State Department spokeswoman Heather Nauert said: “Waiving some of those sanctions should not be seen as an indication of President Trump or his administration’s position on the [nuclear deal] nor does the waiver give the Iranian regime a pass on its broad range of malign behaviour.”

Indeed, more sanctions were already passed last week by the Treasury Department over Iran’s ballistic missile program, cyber attacks and support for terrorism.

Treasury Secretary Steven Mnuchin said: “The Treasury will continue to take strong actions to counter Iran’s provocations, including support for the IRGC-Qods Force and terrorist extremists, the ongoing campaign of violence in Syria, and cyber attacks meant to destabilize the US financial system.”

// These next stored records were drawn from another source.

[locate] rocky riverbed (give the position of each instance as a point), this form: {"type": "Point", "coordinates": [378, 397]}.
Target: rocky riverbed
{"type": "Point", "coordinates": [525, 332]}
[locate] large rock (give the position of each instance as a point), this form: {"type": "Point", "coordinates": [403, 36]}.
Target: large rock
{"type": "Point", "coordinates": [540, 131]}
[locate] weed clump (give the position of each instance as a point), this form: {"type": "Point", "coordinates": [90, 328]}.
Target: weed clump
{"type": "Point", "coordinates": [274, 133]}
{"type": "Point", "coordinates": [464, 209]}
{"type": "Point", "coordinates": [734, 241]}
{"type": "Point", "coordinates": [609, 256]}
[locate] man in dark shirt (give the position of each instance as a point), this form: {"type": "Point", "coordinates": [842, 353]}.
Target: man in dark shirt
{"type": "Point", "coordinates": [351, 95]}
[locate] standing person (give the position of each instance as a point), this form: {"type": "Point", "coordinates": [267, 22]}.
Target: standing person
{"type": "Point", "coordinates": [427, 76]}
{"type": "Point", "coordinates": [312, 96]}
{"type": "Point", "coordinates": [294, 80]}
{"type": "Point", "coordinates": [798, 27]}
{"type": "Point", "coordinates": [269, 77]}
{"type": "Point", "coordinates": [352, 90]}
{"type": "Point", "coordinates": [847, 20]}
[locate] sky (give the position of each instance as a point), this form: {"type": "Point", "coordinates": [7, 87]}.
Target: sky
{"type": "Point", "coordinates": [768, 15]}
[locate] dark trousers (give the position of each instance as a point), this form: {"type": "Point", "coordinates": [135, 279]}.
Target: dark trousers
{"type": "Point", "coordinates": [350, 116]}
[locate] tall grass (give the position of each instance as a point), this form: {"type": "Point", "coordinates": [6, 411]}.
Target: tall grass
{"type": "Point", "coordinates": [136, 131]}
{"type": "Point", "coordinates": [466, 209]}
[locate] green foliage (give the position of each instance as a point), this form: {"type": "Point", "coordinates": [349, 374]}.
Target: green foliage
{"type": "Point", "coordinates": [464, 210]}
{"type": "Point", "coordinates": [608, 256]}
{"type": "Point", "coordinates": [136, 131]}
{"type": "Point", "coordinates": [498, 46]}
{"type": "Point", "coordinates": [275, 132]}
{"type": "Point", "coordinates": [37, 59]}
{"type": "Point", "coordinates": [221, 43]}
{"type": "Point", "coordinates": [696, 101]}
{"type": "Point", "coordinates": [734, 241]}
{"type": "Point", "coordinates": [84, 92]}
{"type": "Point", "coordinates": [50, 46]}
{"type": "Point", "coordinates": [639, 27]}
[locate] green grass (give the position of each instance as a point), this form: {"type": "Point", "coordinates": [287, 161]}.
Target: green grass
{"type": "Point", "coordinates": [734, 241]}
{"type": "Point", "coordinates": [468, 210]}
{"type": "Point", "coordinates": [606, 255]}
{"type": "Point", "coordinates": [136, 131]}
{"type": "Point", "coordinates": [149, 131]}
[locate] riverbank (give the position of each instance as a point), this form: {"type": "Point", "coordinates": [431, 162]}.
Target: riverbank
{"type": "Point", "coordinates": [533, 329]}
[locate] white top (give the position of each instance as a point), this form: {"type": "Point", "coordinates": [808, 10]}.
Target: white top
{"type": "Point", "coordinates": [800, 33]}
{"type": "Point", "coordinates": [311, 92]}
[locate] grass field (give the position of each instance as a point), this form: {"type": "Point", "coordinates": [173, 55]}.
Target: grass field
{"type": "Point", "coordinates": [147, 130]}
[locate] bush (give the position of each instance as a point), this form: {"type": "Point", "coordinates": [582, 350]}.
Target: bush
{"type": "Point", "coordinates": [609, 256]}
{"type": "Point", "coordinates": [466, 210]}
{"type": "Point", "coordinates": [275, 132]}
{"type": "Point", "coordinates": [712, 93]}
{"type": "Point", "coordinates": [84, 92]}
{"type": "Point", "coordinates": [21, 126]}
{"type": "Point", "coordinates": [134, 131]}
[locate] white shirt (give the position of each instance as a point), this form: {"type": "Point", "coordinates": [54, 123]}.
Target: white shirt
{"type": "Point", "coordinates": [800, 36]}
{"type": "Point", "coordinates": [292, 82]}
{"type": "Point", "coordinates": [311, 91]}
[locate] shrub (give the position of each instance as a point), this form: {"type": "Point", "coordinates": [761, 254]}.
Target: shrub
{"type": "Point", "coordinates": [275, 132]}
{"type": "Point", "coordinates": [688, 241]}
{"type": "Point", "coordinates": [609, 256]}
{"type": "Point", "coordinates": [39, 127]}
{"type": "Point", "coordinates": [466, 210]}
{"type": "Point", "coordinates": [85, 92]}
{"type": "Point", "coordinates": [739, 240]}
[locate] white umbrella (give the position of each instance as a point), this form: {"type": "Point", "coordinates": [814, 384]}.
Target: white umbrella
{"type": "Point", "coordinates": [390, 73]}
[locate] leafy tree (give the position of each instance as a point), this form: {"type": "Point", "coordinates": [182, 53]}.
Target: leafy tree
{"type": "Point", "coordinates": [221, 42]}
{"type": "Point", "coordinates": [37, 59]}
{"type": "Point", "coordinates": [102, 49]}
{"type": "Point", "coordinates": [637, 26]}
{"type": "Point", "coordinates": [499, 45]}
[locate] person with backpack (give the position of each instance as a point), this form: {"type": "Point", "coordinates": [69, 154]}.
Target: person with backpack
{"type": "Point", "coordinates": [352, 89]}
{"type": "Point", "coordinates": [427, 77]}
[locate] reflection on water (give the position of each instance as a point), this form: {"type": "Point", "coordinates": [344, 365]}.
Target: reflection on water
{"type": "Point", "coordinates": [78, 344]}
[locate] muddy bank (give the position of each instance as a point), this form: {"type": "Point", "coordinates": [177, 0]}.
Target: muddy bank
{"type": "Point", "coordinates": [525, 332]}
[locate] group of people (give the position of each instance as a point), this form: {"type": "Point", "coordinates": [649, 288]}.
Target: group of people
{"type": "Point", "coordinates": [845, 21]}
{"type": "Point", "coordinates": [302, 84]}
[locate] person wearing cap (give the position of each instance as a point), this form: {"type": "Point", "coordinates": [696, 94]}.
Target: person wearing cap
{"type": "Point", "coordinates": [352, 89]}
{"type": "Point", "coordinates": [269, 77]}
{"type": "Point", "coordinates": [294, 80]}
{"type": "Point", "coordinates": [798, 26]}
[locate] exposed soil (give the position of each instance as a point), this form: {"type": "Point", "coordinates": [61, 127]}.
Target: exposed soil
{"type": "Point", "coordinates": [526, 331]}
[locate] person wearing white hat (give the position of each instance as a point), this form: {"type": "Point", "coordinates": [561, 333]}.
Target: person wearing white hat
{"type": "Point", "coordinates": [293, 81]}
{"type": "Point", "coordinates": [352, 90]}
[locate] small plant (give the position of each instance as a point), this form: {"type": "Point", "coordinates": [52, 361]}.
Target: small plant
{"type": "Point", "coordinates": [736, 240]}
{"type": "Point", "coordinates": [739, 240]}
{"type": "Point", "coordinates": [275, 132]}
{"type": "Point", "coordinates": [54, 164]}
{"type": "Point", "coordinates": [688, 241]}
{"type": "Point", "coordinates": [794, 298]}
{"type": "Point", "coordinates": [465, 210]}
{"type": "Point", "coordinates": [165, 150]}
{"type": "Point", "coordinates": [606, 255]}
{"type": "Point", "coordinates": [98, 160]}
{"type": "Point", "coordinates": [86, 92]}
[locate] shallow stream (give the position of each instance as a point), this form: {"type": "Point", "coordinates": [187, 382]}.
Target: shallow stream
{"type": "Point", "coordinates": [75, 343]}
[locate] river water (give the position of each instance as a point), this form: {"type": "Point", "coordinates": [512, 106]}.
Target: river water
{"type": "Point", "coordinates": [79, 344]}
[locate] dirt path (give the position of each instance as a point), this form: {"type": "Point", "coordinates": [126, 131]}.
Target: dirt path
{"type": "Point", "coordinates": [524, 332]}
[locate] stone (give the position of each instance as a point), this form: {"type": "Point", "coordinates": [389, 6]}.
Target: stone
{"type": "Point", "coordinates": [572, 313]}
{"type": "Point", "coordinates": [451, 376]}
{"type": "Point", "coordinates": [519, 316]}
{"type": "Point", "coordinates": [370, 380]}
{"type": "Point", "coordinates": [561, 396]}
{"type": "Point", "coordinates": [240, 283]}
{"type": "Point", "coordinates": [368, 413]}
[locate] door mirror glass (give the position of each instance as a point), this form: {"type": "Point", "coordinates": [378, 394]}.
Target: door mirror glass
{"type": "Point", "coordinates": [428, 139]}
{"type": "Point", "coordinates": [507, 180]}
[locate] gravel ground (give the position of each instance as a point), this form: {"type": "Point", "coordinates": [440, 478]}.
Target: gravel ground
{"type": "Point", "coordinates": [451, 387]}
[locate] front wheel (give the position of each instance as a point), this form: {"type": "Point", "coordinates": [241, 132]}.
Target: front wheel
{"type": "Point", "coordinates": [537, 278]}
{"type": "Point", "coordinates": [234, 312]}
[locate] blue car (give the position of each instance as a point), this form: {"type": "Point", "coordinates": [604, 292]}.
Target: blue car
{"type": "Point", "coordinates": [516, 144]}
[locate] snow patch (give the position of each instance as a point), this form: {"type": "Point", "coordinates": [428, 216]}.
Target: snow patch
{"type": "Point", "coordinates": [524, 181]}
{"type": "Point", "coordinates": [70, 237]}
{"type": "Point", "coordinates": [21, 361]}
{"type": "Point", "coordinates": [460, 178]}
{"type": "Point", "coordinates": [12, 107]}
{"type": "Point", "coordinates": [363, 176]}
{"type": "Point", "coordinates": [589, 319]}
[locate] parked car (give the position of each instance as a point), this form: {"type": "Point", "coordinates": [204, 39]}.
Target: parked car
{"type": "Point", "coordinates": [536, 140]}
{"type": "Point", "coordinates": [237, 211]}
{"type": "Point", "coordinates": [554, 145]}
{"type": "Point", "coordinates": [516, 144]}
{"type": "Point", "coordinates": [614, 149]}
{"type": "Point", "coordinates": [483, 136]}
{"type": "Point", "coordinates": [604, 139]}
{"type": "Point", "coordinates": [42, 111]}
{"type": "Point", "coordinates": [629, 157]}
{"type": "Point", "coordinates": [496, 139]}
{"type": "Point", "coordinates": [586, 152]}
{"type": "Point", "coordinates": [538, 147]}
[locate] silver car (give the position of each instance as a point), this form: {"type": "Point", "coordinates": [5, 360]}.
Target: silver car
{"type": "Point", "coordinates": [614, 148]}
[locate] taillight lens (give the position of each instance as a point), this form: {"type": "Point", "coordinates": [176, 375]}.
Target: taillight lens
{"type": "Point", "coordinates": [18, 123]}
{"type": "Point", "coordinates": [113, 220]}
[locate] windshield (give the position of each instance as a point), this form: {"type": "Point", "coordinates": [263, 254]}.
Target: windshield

This new policy will send “shivers” through the Iranian Regime according to Alavi.

He wrote: “The mere thought of the Trump administration weighing a global sanctions embargo will cause shivers amongst Tehran’s elite. While there are voices expressing concerns over the possibility of Iran resorting to an upsurge in violence in response to such a policy, the question is what has been Iran’s dogma in the past four decades? Has Tehran been a beacon of peace and stability in Iraq, Syria, Yemen or across the Middle East for that matter? In fact, the Iranian regime will only cave in under pressure and a determined will witnessed from the international community. One such example was how Iran immediately released the 52 American hostages after learning Ronald Reagan was elected to the US presidency back in 1980, knowing his policies would far contrast those of Jimmy Carter.”

He continued: “To this end, adopting a firm policy on Iran will actually prevent war. This comes after decades of appeasement has encouraged Iran into further warmongering. As Trump correctly called, the Gulf Cooperation Council (GCC) and the entire Arab world must patch up their differences and loopholes. Otherwise, Tehran will most certainly take advantage of any such gaps, as seen currently in the Qatar standoff.”

On Wednesday, a large protest will be held over the invitation of Iranian President Hassan Rouhani to the UN’s General Assembly in New York.